A little piece of badly corroded metal, fragile, greyish-brown and hardly distinguishable in colour or texture from the encasing soil, it crumbles when we expose it and with a soft brush and fine tools clean it of encrustations and gently lift it from where it has lain for centuries. It is an object that in no way evokes thoughts of fear or pain. It might be anything else than what it was. The spikes are not sharp and have mostly come away. There is nothing about it that threatens or suggests what brutal acts it may have performed. It must have once caught the sun's glare on its shiny, clean surface, have been held aloft in the packed, cartwheeling, dense, frantic mayhem of battle, come, perhaps whooshing down on an iron helmet, glanced aside in a flash of light, struck perhaps, a shoulder, piercing with its spikes, tearing flesh and breaking bones, causing fierce pain.

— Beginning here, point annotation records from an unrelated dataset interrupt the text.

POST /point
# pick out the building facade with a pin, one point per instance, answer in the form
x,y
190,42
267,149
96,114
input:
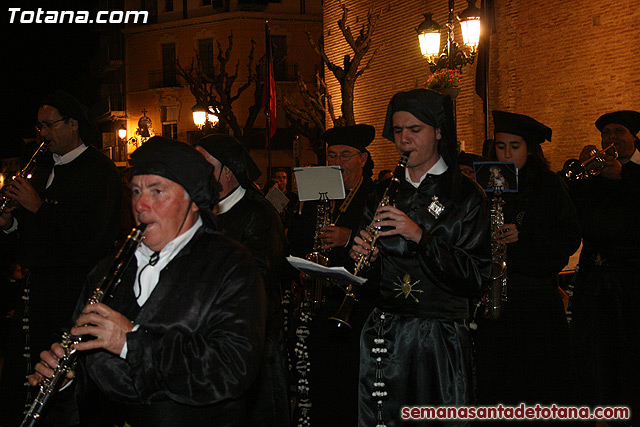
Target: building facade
x,y
182,30
563,63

This is the thing. Just as the emotions, hatreds and fears of past conflicts have become faded and forgotten, so the objects of warfare lose their potency and become merely objects of mild interest. In its time this mace head could have cracked open a human skull like a nut, may well have done so, but now, viewed in the dust of an excavation or in a sterile museum display case it is divorced from its past. Now it is just an object, just a piece of rusted metal.

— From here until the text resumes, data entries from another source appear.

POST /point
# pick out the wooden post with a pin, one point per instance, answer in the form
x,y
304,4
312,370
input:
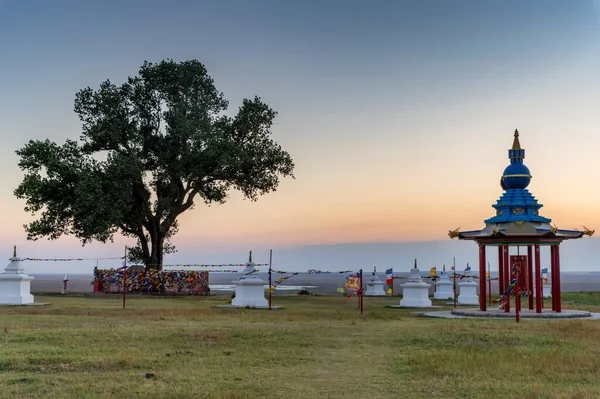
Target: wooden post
x,y
538,278
556,277
553,272
500,270
507,277
270,277
490,285
125,277
530,275
517,293
454,276
360,294
482,285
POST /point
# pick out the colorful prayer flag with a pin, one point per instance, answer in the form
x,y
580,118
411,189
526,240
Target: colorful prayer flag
x,y
353,282
389,280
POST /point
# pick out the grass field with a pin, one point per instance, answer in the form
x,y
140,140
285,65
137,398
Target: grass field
x,y
317,347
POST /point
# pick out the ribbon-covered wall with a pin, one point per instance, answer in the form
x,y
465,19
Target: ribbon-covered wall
x,y
173,281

I have often wondered what a future archaeologist would make if he were to come across part of a modern piece of machinery out of context. Would it be possible to work out where it belonged and what role it filled? Sometimes, it seems, we can't even imagine what an object might have been used for.
In the 1926 American expedition to Montfort Castle, the excavators came across a small bronze object of elongated triangular form, with folded sides, a loop at one end and open along one side. It contains two thin strips of bronze on opposite sides of the interior, held in place by a rectangular piece of iron or lead. The whole thing is about seven centimetres in length. It is clearly a piece of some mechanism, but its purpose remains a mystery. The discoverer was no better than us at guessing its function, referring to it simply as "a bronze object". It may have been part of a lock, but it seems too fragile for that purpose. Its use remains a mystery. Perhaps it is a forgotten technological breakthrough, perhaps something mundane and entirely unimportant.
My grandfather had a number of small brass bowls of various sizes that came presumably from a trip to India. My mother had a tiny ivory telescope through which, when you looked you could see a very realistic Eiffel Tower that had been neatly rendered on its lens, a souvenir of my parents' honeymoon in Paris. We all have those small things, usually hidden away and forgotten in drawers or in a box in the attic: little plastic Empire State buildings, Big Bens, Japanese beckoning cats, waving Queen Elizabeths, carved wooden safari animals; silly little things intended to remind us or of a pleasant holiday abroad, but inevitably forgotten or discarded once we are home.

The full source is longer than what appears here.